Greenhouse gas (GHG) emissions originate from various aspects of a dairy farm. This includes cattle digestion, manure management, energy use, and feed production.

  • About 72% of GHG emissions from dairy production occur before leaving the farm.
  • The largest sources of emissions are enteric fermentation and manure management.

To measure a dairy farm’s environmental footprint, the U.S. dairy industry utilizes the FARM Environmental Stewardship (ES) platform.

Back it up: The FARM ES program estimates cradle-to-farmgate GHG emissions and energy use with a scientific, peer-reviewed model based on IPCC Tier 2 methods and life cycle assessment (LCA) research. The results of this tool divide a farm’s GHG footprint into enteric, manure, feed and energy use emissions and offer those numbers in pounds of carbon dioxide equivalent (CO2e) per pound of fat and protein corrected milk (FPCM).

  • FPCM normalizes milk to the same scale (to an average content of 4% fat and 3.3% protein), so farms can track their results consistently even if milk output changes year to year and see how their results compare to national and regional averages.
  • Reporting results as lbs CO2e per lb of FPCM gives a measure of GHG intensity.
  • Absolute emissions – the total amount of GHG emissions that originate from a farm – can be calculated by multiplying the GHG intensity by the amount of milk produced.

The FARM website offers additional context on the scientific background of the model.

Break it down: A farm’s GHG footprint is divided into four major areas, all with opportunities for emissions reductions.

Opportunities for reduction: There are a variety of management approaches, practices, and technologies for dairy farms that reduce GHG emissions while also aligning with positive business outcomes.

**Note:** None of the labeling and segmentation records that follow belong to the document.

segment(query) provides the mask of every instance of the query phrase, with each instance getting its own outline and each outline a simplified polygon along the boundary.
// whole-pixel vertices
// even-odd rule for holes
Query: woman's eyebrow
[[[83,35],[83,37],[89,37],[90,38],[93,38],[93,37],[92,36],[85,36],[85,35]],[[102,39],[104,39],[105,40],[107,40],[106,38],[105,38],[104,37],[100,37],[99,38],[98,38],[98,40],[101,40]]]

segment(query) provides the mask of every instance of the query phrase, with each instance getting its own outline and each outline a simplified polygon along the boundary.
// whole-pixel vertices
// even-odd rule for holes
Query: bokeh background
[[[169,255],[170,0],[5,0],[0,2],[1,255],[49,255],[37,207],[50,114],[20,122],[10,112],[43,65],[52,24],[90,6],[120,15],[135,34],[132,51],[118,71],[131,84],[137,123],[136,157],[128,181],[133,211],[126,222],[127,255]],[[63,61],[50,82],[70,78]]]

Reductions can take the form of intensity or absolute emissions reductions.

  • Reductions in intensity can be achieved by making more milk with the same number of inputs.
  • Reductions in absolute emissions mean the total emissions of the farm decrease often through advances in technology or advances in efficiency that offset increases in production.

In short: After completing the FARM ES assessment, producers may identify areas of opportunity to gain efficiency and decrease emissions. The FARM program offers an Environmental Stewardship Reference Manual that provides practice and management considerations to reduce emissions across feed, manure, energy, and animal health/productivity management.

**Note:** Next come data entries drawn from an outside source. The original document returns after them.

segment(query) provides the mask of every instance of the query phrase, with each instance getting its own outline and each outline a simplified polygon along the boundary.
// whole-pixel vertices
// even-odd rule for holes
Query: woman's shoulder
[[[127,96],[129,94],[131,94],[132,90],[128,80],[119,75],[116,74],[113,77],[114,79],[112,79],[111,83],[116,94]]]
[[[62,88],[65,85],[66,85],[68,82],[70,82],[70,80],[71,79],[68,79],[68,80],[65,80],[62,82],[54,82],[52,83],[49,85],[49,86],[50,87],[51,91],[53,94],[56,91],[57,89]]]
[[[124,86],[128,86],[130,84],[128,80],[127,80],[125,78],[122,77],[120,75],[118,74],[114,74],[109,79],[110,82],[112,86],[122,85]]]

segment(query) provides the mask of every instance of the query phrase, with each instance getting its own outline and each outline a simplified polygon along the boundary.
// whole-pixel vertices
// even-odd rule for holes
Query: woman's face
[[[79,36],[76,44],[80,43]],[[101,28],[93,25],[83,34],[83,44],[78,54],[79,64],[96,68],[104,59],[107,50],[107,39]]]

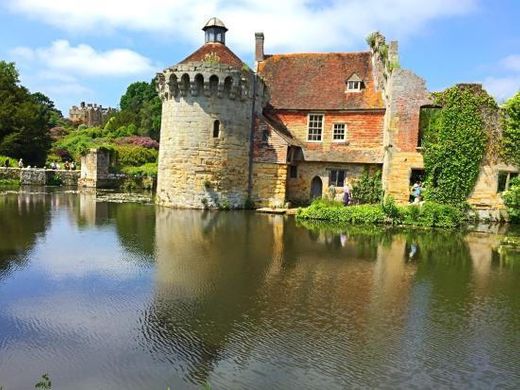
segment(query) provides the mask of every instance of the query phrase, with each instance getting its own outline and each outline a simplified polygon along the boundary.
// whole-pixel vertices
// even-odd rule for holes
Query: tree
[[[155,80],[147,83],[138,81],[132,83],[121,96],[119,106],[112,126],[118,128],[134,124],[140,135],[159,139],[161,128],[161,99],[155,90]]]
[[[0,61],[0,154],[43,165],[51,146],[50,106],[45,95],[20,85],[14,63]]]
[[[504,104],[502,114],[504,160],[520,167],[520,92]]]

Editor’s note: Overall emissions for dairy farms can be thought of in two ways. The first is the one listed here, as a factor of the “milk carbon footprint” that quantifies the amount of carbon dioxide equivalent per gallon produced. It’s the “fraction of emissions attributed to milk production,” with about 87% of whole farm emissions included in that number for the average US dairy farm. Whole-farm emissions are often referred to as “farm-gate” or “cradle-to-farm-gate” emissions. This difference is why you’ll notice slightly different percentages of GHG emissions when talking about MCFP or farm-gate/whole farm emissions.